Estos trámites, impuestos por un precepto estatal, no fueron cumplidos en su totalidad en la tramitación del Plan, pues si bien consta que se remitió el Avance y el documento de planeamiento inicialmente aprobado, no se solicitó el informe respecto del documento provisionalmente aprobado y previo a la aprobación definitiva, a pesar de que, como hemos señalado anteriormente, la Dirección General de Costas emitió informe respecto del Avance del Plan y en él advirtió, como cuestión formal, que el Plan debería de nuevo remitirse al servicio de Costas, previamente a su aprobación definitiva, a efectos de la emisión del informe previsto en los artículos 112. a ) y 117 de la Ley de Costas” (FJ 8º).

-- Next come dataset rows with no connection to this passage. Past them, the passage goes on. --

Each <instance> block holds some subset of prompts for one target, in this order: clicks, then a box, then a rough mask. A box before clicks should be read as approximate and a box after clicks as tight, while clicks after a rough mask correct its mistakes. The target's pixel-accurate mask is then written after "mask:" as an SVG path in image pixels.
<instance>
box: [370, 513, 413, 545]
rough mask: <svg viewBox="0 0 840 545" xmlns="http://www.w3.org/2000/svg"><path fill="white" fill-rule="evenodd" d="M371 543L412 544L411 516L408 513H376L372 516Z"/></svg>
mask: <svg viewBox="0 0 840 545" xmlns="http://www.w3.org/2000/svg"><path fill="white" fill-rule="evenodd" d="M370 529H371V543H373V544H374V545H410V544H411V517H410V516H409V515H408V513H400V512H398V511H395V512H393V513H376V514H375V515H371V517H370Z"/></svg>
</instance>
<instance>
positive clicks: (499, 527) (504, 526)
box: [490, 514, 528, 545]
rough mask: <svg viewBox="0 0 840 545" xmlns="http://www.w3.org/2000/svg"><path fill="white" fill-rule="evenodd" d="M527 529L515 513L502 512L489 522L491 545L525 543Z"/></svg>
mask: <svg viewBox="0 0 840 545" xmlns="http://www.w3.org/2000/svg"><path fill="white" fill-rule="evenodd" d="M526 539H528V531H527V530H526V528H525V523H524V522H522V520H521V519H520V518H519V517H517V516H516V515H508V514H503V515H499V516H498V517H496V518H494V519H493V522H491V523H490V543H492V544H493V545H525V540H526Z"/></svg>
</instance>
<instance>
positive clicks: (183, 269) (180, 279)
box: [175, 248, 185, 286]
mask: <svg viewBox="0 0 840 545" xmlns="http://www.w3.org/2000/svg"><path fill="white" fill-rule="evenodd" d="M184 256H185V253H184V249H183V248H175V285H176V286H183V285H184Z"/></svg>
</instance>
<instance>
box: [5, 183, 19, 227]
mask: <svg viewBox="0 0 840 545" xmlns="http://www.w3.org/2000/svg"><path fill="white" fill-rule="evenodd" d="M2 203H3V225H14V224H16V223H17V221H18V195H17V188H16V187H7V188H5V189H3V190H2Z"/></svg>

“De acuerdo con todo lo expuesto y rechazando la interpretación que mantiene la parte recurrente, consideramos que procede declarar como doctrina jurisprudencial que, atendidas las circunstancias del caso, podía apreciar la Sala de instancia como causa de nulidad: el incumplimiento de los artículos 112.a) y 117 de la Ley 22/1988 de Costas, en relación con la exigibilidad del informe preceptivo y vinculante de la Administración del Estado respecto de la aprobación de los planes y normas de ordenación territorial o urbanística y su modificación o revisión” (FJ 9º).

Comentario de la autora:

En esta Sentencia, el Tribunal Supremo determina que la ausencia del informe preceptivo y vinculante de la Administración General del Estado, previsto en el artículo 117.2 de la Ley de Costas, con carácter previo a la aprobación definitiva de un Plan turístico determina su nulidad. Se confiere así una importancia primordial a este informe, a través del cual se salvaguardan las competencias estatales y se garantiza su integración en el procedimiento de aprobación de todos los instrumentos de planeamiento territorial y urbanístico que ordenen el litoral. Es más, el Tribunal Supremo considera que los efectos de la falta de solicitud de este informe no sólo se producen en la esfera del desconocimiento de competencias interadministrativas, sino primordialmente en la lesión al interés general que ello implica.